I would like to know if what I'm saying is correct when I state the following: suppose $z = 4 - i$ and $w = 1 - i$ are two complex numbers, and say I want to adjoin them to $\mathbb{Q}$. The first thing I do is find irreducible polynomials with rational coefficients such that $z$ is a root of the first polynomial and $w$ is the root of the second polynomial respectively.
For $z$ I used the polynomial $(x - (4-i))(x - (4+i)) = x^2 - 8x + 17$. Now, I take the quotient of $\mathbb{Q}[x]$ over the ideal generated by this polynomial, and since it is irreducible in $\mathbb{Q}$, then the quotient ring is a field. By some theorem whose name I forgot, this field is isomorphic to $\mathbb{Q}(4 - i)$.
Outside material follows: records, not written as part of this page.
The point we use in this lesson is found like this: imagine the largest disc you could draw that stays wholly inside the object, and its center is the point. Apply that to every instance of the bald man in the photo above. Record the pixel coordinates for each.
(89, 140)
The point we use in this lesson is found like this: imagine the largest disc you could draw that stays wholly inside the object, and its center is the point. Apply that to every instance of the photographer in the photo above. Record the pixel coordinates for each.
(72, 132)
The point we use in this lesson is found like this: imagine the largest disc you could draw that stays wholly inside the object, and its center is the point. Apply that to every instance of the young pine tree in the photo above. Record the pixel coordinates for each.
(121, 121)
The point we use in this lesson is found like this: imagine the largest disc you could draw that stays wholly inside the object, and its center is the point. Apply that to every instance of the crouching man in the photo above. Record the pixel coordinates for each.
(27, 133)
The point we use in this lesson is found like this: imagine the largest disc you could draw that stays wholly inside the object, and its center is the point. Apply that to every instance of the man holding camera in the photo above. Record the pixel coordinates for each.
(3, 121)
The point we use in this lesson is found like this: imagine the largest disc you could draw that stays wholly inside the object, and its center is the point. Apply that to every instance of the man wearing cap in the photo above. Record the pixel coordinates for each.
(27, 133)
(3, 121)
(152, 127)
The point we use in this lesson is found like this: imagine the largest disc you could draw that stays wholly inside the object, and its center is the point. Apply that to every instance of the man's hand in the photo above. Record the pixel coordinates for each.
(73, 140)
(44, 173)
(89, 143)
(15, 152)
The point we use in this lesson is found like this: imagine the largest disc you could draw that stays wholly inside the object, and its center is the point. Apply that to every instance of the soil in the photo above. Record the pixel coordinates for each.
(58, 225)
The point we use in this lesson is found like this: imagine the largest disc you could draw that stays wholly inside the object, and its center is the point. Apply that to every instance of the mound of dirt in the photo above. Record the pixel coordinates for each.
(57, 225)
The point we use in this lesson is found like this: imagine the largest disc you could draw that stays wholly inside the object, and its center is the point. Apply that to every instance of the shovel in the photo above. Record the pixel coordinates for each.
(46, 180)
So by the above construction, we can write the field $\mathbb{Q}(4 - i)$ in set notation like tihs:
$$ \mathbb{Q}(4 - i) = \{a + b(4 - i): a,b\in\mathbb{Q}\}$$
Now, suppose I want to do the same thing for $1 - i$; i.e I want to adjoin $1 - i$ to $\mathbb{Q}$. If I do the same thing with the polynomial $q = (x - (1 - i))(x - (1 + i))$, I will end up with the definition of $\mathbb{Q}(1 - i)$ in set notation like this:
$$ \mathbb{Q}(1 - i) = \{a + b(1 - i): a, b\in\mathbb{Q}\}$$
Now, I have two questions. Are the above two constructions I did correct? Can I just use any arbitrary polynomial with $4 - i$ as a root that is irreducible over $\mathbb{Q}$? Also, if I am correct, am I also correct in saying that the above two fields are isomorphic? They look pretty much the same after expanding out the terms.
Thanks!
If you take the adjoined elements form $\mathbf C$ (or any algebraically closed field containing $\mathbf Q$), your fields are are both equal (not only isomorphic) to $\mathbf Q(i)$ since, say, $\mathrm i=4-(4-\mathrm i)$.
Of course if you make an abstract construction, they're only isomorphic: $\mathbf Q[x]/(x^2-8x+17)$ vs $\mathbf Q[x]/(x^2+1)$.